Kesha, ao longo de sua carreira, ameaçou o equilíbrio de poder entre gêneros e distorceu as fronteiras da propriedade feminina de maneira tão destemida quanto inspiradora. E então Kesha ousou ir contra o patriarcado, ser ferida a abrir a boca, sendo logo punida por isso. Lindo isso de como você pode usar a sexualidade de uma mulher para ficar rico, e então contra a mesma para diminui-la por completo quando convém, não é? Não consigo deixar de pensar como isso tudo seria diferente se Kesha fosse uma pessoa “casta” e se Dr.
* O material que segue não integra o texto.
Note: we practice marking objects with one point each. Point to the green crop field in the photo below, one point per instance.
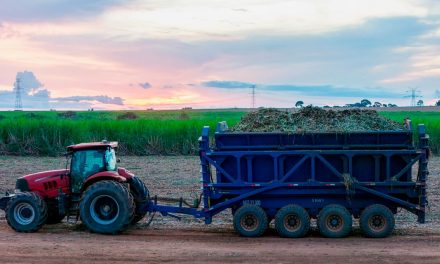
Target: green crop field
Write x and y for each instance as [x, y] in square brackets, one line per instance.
[139, 132]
Luke não fosse branco.

O caso de Kesha deveria deixar todas com medo. Eu sinto isso, com certeza. O ocorrido promove aquela ideia terrível que uma mulher que só quer “diversão” – promíscua e com saias curtas – é implicitamente mais culpada do abuso do que seu agressor. Enquanto nada disso foi articulado explicitamente por Dr. Luke e pela Sony, a mensagem é clara: se você vai contra o status quo, você será destruído. Não esqueçamos da capacidade que Dr. Luke tem de aproveitar sua vida numa boa, ganhando dinheiro e produzindo música, sem ter sido atrapalhado de qualquer forma. O caso de Kesha é um poderoso ícone para a difusão da cultura do estupro e culpabilização de vítimas que persiste e nos sufoca social e culturalmente. Ela diz às vítimas que caso você decida abrir a boca, será punida. Até onde sei, Dr. Luke é inocente. Mas ele tem que ser julgado por isso ainda. Já Kesha não teve tanta sorte e, mesmo sem tantas investigações, já cumpre sua sentença.